Di film italiani come Il grande passo, presentato in concorso allo scorso Torino Film Festival (dove Fresi e Battiston hanno vinto ex aequo il premio come migliori attori), se ne vorrebbero vedere più spesso. Perché, al netto di tutti i difetti e le imprecisioni di scrittura che gli si possono imputare, dei cali di tono e delle imperfezioni, ha un cuore grande e generosissimo e una coefficiente di piacevolezza che gli deriva dalla sincerità toccante e commovente delle sue idee, evidenti fin dal prologo a carattere lunare: una sequenza curata sotto il profilo visivo, sonoro e formale come fossimo davanti a un blockbuster di fantascienza americano più che a una tenue commedia di casa nostra, affettuosa e un po’ stramba nelle sue coloriture sci-fi (come già Tito e gli alieni, visto qualche anno fa sempre a Torino).
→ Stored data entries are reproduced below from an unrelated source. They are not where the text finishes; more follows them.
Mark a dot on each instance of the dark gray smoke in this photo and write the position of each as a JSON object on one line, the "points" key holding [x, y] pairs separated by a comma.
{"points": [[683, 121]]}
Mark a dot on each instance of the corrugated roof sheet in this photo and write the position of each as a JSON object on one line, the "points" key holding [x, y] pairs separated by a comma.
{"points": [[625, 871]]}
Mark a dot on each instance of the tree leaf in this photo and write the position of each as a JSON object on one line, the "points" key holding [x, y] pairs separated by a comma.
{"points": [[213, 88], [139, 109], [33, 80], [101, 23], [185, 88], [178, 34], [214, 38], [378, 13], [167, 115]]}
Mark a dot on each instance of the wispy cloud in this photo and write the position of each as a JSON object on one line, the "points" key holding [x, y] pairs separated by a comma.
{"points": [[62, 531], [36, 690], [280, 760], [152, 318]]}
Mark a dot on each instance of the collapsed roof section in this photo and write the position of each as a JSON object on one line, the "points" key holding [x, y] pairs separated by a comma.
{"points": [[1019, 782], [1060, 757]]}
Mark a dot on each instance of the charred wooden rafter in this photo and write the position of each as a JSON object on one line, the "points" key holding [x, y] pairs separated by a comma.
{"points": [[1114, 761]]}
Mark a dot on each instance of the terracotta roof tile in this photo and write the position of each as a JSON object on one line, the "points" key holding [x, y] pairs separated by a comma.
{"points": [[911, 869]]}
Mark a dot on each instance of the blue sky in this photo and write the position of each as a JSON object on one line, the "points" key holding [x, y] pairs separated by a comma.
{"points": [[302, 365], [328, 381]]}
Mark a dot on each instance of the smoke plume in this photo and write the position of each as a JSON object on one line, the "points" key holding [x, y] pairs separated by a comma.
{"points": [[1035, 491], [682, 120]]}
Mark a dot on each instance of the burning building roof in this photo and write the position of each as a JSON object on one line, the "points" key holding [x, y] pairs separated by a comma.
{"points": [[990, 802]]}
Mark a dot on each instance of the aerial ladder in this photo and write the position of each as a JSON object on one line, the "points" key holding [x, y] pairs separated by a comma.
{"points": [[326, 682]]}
E una menzione obbligata merita soprattutto, fin da subito, lo spunto di far interpretare finalmente a due attori come Stefano Fresi e Giuseppe Battiston il ruolo dei fratellastri, il primo pacioso e mammone il secondo decisamente spigoloso. Visto che in passato si è più volte ironizzato sulla cosa, anche da parte dei diretti interessati, pronti a scherzare sugli innumerevoli casi in cui sono stati scambiati pubblicamente. I due sono totalmente al servizio dell’incontro scontro tra due consanguinei identici nel fisico e diversissimi nell’animo, che hanno reagito in maniera diametralmente opposta al vuoto lasciato da un genitore assente e disattento.
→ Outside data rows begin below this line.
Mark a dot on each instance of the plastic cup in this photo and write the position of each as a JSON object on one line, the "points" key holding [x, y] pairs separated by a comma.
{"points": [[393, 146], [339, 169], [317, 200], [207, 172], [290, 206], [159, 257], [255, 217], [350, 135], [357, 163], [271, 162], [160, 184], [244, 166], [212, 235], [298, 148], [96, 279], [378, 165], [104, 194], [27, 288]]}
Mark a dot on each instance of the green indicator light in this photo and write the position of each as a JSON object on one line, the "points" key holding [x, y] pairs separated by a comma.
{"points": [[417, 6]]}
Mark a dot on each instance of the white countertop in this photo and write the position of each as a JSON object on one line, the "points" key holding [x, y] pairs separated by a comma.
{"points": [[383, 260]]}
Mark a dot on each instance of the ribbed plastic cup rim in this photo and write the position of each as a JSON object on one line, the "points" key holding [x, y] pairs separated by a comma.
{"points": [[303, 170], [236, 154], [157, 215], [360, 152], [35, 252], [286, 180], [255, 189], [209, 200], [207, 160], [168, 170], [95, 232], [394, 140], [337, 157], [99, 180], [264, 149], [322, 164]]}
L’accostamento coatto cui la vita li costringe genera una miriade di situazioni buffe e agrodolci, in cui i rispettivi caratteri si fanno entrambi portatori di due visioni del mondo fortemente radicate dal punto di vista geografico e sociale. La romanità del personaggio di Fresi è infatti accogliente e rassicurante, tra panini con la cotoletta artigianalmente preparatigli dalla madre, coppette all’amarena consumate in quantità industriale e sorrisi estremamente bonari anche quando forzati e tirati via. Quello di Battiston, invece, è un grumo di isolamento e durezza, di sogni troppo grandi e probabilmente mal riposti, che ne hanno indurito il temperamento fino a renderlo intrattabile come un orso prigioniero del suo letargo esistenziale sprofondato nella provincia nordica.
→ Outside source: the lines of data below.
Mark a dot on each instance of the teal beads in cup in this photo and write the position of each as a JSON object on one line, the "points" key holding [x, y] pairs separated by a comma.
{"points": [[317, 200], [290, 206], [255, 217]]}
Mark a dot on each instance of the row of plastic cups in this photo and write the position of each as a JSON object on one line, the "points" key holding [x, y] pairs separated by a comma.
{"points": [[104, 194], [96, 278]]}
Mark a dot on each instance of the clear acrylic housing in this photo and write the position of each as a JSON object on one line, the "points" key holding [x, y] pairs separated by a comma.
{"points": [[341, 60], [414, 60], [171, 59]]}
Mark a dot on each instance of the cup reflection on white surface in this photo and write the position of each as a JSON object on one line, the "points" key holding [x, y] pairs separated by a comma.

Seguendo questo doppio tracciato il secondo film da regista di Antonio Padovan, già dietro la macchina da presa per Finché c’è prosecco c’è speranza, scorre placidamente, con grazia soffusa e confortevole, con un tepore umanista (e diciamo pure casereccio) che sa come farsi perdonare i propri limiti, sciogliendo le baruffe e le divergenze tra Dario e Mario (interessante, tra l’altro, che a separarli ci sia una sola lettera) in una commozione esile finché si vuole, ma in compenso mai stonata e sopra le righe. Il merito è anche di un’ambientazione e di alcune scelte di contorno molto curate, che nei paesaggi e nella tipologia di caratteristi adottati, da Roberto Citran a Teco Celio, non possono davvero non ricordare il cinema del compianto Carlo Mazzacurati.